Then there’s Facebook, which is where I play with people I actually have a relationship with. After I got over my initial shock about the big changes FB made recently to the timeline, I figured out how to divvy up private and public posts and how to make sure I’m not overwhelmed with game scores, Farmville requests and the like. I follow a few of my favorite authors on FB so I can get their news. But you want to know how they get on my favorite author list? They write damned good books. All those yahoos sending Friend requests and Like requests and group requests so you can junk up my FB timeline with your spam? IGNORE.

I’m not going to say much about blogs, except for this. If all you’re doing on your blog is promoting your books, it’s a bore. You’re a bore. Especially if the only time you update your blog is when you have a book to sell.

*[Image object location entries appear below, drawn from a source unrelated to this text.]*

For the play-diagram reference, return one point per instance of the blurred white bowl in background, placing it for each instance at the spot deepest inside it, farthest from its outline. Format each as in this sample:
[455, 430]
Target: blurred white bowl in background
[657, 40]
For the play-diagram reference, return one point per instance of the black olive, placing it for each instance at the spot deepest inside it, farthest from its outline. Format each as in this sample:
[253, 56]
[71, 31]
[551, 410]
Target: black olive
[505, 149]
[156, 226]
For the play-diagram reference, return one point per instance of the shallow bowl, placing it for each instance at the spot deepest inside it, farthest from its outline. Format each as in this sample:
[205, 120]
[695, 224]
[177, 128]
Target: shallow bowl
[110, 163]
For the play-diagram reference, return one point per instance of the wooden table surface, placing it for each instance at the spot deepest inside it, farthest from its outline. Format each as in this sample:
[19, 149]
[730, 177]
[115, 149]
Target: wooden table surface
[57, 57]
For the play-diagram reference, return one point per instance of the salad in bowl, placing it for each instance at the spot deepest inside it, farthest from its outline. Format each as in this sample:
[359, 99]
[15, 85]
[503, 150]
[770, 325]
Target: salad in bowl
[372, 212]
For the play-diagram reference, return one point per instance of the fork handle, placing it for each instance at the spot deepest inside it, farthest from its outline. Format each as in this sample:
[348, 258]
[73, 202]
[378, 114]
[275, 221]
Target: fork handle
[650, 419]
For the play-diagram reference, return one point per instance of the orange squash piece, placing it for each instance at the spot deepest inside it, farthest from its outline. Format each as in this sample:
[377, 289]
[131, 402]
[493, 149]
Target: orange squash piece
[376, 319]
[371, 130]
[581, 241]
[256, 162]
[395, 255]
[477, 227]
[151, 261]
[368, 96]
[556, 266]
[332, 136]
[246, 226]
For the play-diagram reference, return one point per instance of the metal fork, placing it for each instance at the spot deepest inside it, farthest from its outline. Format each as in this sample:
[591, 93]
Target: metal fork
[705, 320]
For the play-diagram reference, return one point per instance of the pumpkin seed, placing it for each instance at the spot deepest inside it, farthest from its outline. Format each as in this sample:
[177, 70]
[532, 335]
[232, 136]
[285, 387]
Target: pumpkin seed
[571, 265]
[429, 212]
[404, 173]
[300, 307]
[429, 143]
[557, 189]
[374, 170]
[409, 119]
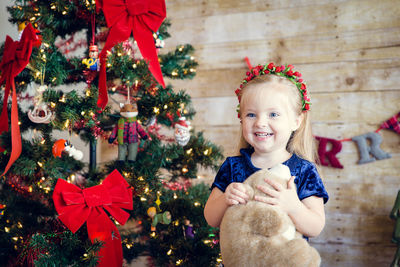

Which leads me to what really set off my grouch-meter today. Yesterday I wrote an article about Pinterest, and how I can use it to make virtual bookshelves and story collages for my works in progress. This morning I get a comment laying out how authors can use Pinterest as a promotional tool. NOOOOOOOOO! No. No! No no no no no! Pinterest is fun. Got it? It is a fun, amusing and useful site. The minute it turns into a spam fest, which is exactly what the commenter proposed, it will not be fun or amusing and its pain-in-the-assery will far outweigh its usefulness. (dear spammer in training, I deleted your comment)

Stop it!

If I were a “social media expert” this is what I would say: If you want attention, do something interesting and earn it. Quality not quantity is the real measure of success. Never forget the “social” aspect of social media. If you aren’t listening to others, why the hell do you expect anyone to listen to you? Nobody wants your spam. Let me repeat that. NOBODY WANTS YOUR FUCKING SPAM.

One of the most attractive things on earth is a person having a good time. Who doesn’t want to join in the fun? So find something you enjoy doing and give the rest of it a rest. If that makes you feel stupid and uncool and as if you aren’t doing it right, then come on over here and talk to me. Don’t worry about all those people doing it right, because trust me, they aren’t even listening.